“That’s just what Dulcibella’d like,” answered the old woman, who was fat, and liked her comforts, and loved Miss Alice more than many mothers love their own children, and had answered the same reminders, in the same terms, a good many thousand times in her life.
Again the young lady was looking out of the window—not like one enjoying a landscape as it comes, but with something of anxiety in her countenance, with her head through the open window, and gazing forward as if in search of some expected object.
“Do you remember some old trees standing together at the end of this moor, and a ruined windmill, on a hillock?” she asked suddenly.
“Well,” answered Dulcibella, who was not of an observant turn, “I suppose I do, Miss Alice; perhaps there is.”
“I remember it very well, but not where it is; and when last we passed, it was dark,” murmured the young lady to herself, rather than to Dulcibella, whom upon such points she did not much mind. “Suppose we ask the driver?”

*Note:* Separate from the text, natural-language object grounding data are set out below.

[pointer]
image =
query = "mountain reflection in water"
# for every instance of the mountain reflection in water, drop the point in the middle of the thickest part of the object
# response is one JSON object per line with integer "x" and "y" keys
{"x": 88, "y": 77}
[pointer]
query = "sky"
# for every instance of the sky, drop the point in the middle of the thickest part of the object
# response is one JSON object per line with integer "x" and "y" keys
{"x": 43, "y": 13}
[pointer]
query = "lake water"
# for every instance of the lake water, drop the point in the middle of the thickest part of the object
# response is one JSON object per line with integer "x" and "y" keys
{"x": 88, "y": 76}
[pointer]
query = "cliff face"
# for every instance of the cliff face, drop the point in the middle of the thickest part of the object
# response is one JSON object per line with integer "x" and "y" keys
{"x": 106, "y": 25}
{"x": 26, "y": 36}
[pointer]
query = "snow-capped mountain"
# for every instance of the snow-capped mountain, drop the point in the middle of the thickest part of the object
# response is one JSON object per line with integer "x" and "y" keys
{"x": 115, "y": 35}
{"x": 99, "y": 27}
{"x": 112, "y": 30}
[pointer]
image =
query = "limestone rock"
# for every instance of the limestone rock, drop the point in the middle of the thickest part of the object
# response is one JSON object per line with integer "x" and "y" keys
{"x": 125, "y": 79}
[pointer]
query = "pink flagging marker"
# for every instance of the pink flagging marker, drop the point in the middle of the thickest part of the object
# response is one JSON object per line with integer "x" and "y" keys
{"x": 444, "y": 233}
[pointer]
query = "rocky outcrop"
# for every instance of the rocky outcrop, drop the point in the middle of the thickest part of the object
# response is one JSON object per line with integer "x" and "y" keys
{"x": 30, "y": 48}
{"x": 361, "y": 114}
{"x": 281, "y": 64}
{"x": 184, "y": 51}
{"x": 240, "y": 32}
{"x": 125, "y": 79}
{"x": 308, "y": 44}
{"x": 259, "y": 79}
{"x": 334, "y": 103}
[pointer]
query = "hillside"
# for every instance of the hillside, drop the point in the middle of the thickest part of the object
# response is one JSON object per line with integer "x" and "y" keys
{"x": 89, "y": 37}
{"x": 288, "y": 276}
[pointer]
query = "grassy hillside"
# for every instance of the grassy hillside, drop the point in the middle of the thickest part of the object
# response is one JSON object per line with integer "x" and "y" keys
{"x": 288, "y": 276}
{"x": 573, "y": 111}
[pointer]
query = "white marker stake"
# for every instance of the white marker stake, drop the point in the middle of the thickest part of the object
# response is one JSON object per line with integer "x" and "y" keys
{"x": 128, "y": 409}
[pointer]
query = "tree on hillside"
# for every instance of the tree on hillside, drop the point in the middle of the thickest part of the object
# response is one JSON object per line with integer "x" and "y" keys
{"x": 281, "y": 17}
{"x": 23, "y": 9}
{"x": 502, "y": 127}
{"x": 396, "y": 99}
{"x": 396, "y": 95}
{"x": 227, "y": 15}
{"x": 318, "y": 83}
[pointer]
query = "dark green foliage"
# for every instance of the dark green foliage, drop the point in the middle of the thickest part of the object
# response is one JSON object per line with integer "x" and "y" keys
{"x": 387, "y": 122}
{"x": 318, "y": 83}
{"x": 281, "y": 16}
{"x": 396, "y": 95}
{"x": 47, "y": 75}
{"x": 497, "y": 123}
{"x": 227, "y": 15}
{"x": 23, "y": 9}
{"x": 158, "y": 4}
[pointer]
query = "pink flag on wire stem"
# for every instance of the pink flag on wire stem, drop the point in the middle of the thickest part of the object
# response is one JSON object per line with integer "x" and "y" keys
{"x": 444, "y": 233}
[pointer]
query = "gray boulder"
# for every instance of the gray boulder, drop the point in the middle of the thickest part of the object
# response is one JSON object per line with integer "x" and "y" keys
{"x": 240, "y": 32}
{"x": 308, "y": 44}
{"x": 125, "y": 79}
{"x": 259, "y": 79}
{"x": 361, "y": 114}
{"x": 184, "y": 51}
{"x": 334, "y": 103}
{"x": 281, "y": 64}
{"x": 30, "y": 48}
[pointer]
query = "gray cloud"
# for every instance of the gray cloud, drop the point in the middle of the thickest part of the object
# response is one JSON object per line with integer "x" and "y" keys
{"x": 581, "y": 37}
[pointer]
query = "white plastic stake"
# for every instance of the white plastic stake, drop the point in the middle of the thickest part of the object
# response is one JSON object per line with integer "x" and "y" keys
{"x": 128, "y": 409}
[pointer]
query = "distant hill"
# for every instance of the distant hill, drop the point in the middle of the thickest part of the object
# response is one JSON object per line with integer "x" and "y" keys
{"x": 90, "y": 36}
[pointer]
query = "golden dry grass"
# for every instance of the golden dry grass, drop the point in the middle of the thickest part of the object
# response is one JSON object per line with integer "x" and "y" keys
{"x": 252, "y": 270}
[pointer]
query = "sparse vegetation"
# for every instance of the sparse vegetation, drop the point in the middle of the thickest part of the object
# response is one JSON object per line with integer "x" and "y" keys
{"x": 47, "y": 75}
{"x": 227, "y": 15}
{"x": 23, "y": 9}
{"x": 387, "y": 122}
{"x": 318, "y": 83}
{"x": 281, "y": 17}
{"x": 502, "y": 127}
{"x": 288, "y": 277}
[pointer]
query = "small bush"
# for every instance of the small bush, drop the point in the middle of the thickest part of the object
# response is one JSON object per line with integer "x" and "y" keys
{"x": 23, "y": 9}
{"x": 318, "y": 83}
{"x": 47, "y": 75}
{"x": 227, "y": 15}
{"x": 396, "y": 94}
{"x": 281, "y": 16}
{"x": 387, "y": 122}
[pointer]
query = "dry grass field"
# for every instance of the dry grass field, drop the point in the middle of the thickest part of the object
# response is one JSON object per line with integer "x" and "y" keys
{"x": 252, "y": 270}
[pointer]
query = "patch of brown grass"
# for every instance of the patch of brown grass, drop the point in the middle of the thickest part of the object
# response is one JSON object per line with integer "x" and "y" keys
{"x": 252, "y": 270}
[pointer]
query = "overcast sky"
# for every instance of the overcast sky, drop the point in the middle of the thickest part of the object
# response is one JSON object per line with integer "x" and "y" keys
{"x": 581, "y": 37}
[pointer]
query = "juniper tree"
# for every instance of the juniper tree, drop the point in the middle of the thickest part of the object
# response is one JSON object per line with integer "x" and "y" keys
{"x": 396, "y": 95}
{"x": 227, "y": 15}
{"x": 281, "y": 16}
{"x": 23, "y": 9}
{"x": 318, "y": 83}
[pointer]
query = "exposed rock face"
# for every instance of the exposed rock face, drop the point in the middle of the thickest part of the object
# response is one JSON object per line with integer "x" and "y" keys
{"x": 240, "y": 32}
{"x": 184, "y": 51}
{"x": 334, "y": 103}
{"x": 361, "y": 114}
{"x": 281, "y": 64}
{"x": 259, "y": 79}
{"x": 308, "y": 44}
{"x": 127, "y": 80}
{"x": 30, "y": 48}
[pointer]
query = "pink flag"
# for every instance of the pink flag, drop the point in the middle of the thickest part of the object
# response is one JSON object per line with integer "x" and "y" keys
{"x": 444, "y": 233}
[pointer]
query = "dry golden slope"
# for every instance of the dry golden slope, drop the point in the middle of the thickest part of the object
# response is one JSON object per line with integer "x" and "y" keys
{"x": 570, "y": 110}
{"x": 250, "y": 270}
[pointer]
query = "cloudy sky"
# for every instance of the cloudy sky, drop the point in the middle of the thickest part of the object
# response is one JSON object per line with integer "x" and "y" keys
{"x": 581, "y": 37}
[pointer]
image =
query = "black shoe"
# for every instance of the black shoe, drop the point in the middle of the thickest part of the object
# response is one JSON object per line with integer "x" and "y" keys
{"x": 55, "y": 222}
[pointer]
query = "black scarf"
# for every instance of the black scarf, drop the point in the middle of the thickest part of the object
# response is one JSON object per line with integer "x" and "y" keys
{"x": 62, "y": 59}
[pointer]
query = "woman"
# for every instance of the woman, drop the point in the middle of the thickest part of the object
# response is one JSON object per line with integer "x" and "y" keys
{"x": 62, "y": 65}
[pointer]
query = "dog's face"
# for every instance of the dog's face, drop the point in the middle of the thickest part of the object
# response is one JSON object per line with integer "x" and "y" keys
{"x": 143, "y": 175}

She tapped at the window behind the box, and signed to the man, who looked over his shoulder. When he had pulled up she opened the front window and said—
“There’s a village a little way on—isn’t there?”
“Shuldon—yes’m, two mile and a bit,” he answered.
“Well, before we come to it, on the left there is a grove of tall trees and an old windmill,” continued the pretty young lady, looking pale.
“Gryce’s mill we call it, but it don’t go this many a day.”